His vision of the significance of this action was not obscured by the apparent failure of the collective sanctions to accomplish their stated objective.

Shoghi Effendi affirmed that the goal of the process by which the League of Nations was established was that of attainment to “. . . the stage at which the oneness of the whole body of nations will be made the ruling principle of international life.”

He elaborated on the details of this process some two decades later in 1947, when the United Nations Organization had replaced the League of Nations and was itself proceeding along the path of development of its powers and functions, with his anticipation that this process:

… must, however long and tortuous the way, lead, through a series of victories and reverses, to the political unification of the Eastern and Western Hemispheres, to the emergence of a world government and the establishment of the Lesser Peace, as foretold by Bahá’u’lláh and foreshadowed by the Prophet Isaiah.

Distinct from, but closely related to, this process of organizational development has been the emergence of a world consciousness. As long ago as 1931, the Guardian referred to:

… the gradual diffusion of the spirit of world solidarity which is spontaneously arising out of the welter of a disorganized society.

One decade later, he commented that:

The world is, in truth, moving on towards its destiny. The interdependence of the peoples and nations of the earth, whatever the leaders of the divisive forces of the world may say or do, is already an accomplished fact. Its unity in the economic sphere is now understood and recognized.

As humanity was plunged into a world war which Shoghi Effendi described as “the titanic upheaval foreshadowed seventy years ago by the prophetic Pen of Bahá’u’lláh” and as the “long-predicted world-encircling conflagration,” he pointed out to the Bahá’ís that this great conflict was an “essential prerequisite to world unification.”

Recent Developments:

In recent years, the House of Justice has taken the opportunity provided by its Riḍván messages to draw the attention of the worldwide Bahá’í community to the profound significance of the events occurring in the wider society as humanity exhibits a growing consciousness of the unity of the nations and peoples of the planet.

Particularly significant are the following passages taken from the October 1985 statement The Promise of World Peace addressed to the peoples of the world:

Among the favorable signs are the steadily growing strength of the steps towards world order taken initially near the beginning of this century in the creation of the League of Nations, succeeded by the more broadly based United Nations Organization; the achievement since the Second World War of independence by the majority of all the nations on earth, indicating the completion of the process of nation building, and the involvement of these fledgling nations with older ones in matters of mutual concern; the consequent vast increase in cooperation among hitherto isolated and antagonistic peoples and groups in international undertakings in the scientific, educational, legal, economic and cultural fields; the rise in recent decades of an unprecedented number of international humanitarian organizations; the spread of women’s and youth movements calling for an end to war; and the spontaneous spawning of widening networks of ordinary people seeking understanding through personal communication.

The tentative steps towards world order, especially since World War II, give hopeful signs.

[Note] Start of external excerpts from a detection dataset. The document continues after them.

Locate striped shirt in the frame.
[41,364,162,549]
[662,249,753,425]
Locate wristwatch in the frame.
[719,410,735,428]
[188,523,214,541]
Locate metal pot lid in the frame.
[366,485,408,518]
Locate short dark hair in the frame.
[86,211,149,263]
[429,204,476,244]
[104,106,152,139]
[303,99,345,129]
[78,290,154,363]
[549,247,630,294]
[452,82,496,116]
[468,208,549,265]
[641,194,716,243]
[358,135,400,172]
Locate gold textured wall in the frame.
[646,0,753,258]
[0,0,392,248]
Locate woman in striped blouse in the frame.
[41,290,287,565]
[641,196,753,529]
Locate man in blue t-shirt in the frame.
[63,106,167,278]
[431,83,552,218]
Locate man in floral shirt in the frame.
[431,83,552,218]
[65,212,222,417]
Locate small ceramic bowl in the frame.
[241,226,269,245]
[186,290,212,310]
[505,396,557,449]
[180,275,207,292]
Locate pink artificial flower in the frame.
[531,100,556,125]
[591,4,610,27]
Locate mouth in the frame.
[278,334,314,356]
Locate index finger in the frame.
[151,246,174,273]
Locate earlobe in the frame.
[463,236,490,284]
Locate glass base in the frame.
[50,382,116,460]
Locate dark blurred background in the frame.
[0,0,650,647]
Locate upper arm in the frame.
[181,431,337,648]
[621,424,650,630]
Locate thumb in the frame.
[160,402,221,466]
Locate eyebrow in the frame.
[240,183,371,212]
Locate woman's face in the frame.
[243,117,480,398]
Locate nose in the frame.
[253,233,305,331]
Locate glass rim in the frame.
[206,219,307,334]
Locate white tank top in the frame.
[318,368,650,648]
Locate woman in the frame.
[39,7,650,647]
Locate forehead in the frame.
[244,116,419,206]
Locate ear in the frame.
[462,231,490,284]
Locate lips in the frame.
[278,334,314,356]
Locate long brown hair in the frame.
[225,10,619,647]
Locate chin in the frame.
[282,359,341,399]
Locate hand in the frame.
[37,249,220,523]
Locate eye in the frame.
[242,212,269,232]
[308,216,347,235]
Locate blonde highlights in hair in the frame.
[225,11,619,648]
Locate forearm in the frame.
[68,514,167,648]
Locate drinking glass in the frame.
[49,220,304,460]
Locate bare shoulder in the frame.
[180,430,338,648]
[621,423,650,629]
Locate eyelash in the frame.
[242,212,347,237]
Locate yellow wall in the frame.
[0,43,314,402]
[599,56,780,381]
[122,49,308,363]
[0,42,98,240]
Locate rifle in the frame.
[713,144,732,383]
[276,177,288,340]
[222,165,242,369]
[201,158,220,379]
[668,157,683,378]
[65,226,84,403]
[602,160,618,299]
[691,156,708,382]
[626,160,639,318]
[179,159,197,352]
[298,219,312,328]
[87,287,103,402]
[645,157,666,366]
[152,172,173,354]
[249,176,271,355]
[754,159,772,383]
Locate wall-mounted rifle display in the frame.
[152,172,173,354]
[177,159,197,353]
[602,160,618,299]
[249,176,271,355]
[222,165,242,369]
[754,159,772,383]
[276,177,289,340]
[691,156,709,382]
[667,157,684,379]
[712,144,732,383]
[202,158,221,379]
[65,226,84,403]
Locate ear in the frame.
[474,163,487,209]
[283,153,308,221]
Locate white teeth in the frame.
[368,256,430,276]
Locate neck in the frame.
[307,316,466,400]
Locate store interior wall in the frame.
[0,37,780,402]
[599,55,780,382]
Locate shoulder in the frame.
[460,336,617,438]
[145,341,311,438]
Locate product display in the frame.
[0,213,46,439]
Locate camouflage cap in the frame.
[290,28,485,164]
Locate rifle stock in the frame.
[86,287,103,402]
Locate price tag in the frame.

The increasing tendency of groups of nations to formalize relationships which enable them to cooperate in matters of mutual interest suggests that eventually all nations could overcome this paralysis. The Association of South East Asian Nations, the Caribbean Community and Common Market, the Central American Common Market, the Council for Mutual Economic Assistance, the European Communities, the League of Arab States, the Organization of African Unity, the Organization of American States, the South Pacific Forum—all the joint endeavors represented by such organizations prepare the path to world order.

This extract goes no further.